Alcantara and Smith headline the rotation, with Yamamoto, Pablo Lopez, Elieser Hernandez, Robert Dugger, and potentially Jose Urena in the mix for the other starting jobs. Urena finished an injury-shortened 2019 season pitching out of the bullpen in September once he returned from the injured list. Given that he was a solid workhorse in both 2017 and 2018, the Marlins will likely stretch him out as a starter again in Spring Training before considering more relief work. Alternatively, due to the fact that he’s only controlled through the 2021 season, Urena could also be a candidate to be moved this winter, although Miami would hardly be selling at a high point.

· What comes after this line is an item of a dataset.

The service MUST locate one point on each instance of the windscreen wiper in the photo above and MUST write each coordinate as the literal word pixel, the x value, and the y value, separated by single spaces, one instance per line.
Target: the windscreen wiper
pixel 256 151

There’s plenty of room in this young rotation for a veteran innings eater or bounce-back candidate, and if the Marlins were to spend some money, this might be the most logical spot. Free agents like Alex Wood, Tanner Roark or Matt Harvey could all fit, or the club could look into signing Miami native Gio Gonzalez.
Any veteran arm signed for either the rotation or bullpen could also double as a possible trade chip come the deadline, as was the case in 2019 with Sergio Romo, who was flipped to the Twins last July. Since Romo is a free agent again, the Marlins could look into a reunion, if they want an experienced closer to handle the ninth inning rather than Ryne Stanek. Also picked up in that Rays trade last July, Stanek didn’t pitch well as a Marlin and has continued to struggle when used as anything other than an opener; Stanek has a 2.71 ERA over 83 career innings as an opener and a 4.93 ERA in a more conventional relief capacity. Given these unusual numbers, one wonders if the Marlins would consider deploying an opener/bulk pitcher strategy for one of their rotation spots, with Stanek kicking off the game before another pitcher handles the majority of the early work.
Another last-place finish is likely awaiting the Marlins in a tough National League East next season, but there is opportunity this winter for the team to get creative in figuring out ways to continue planting the seeds for its next winning team.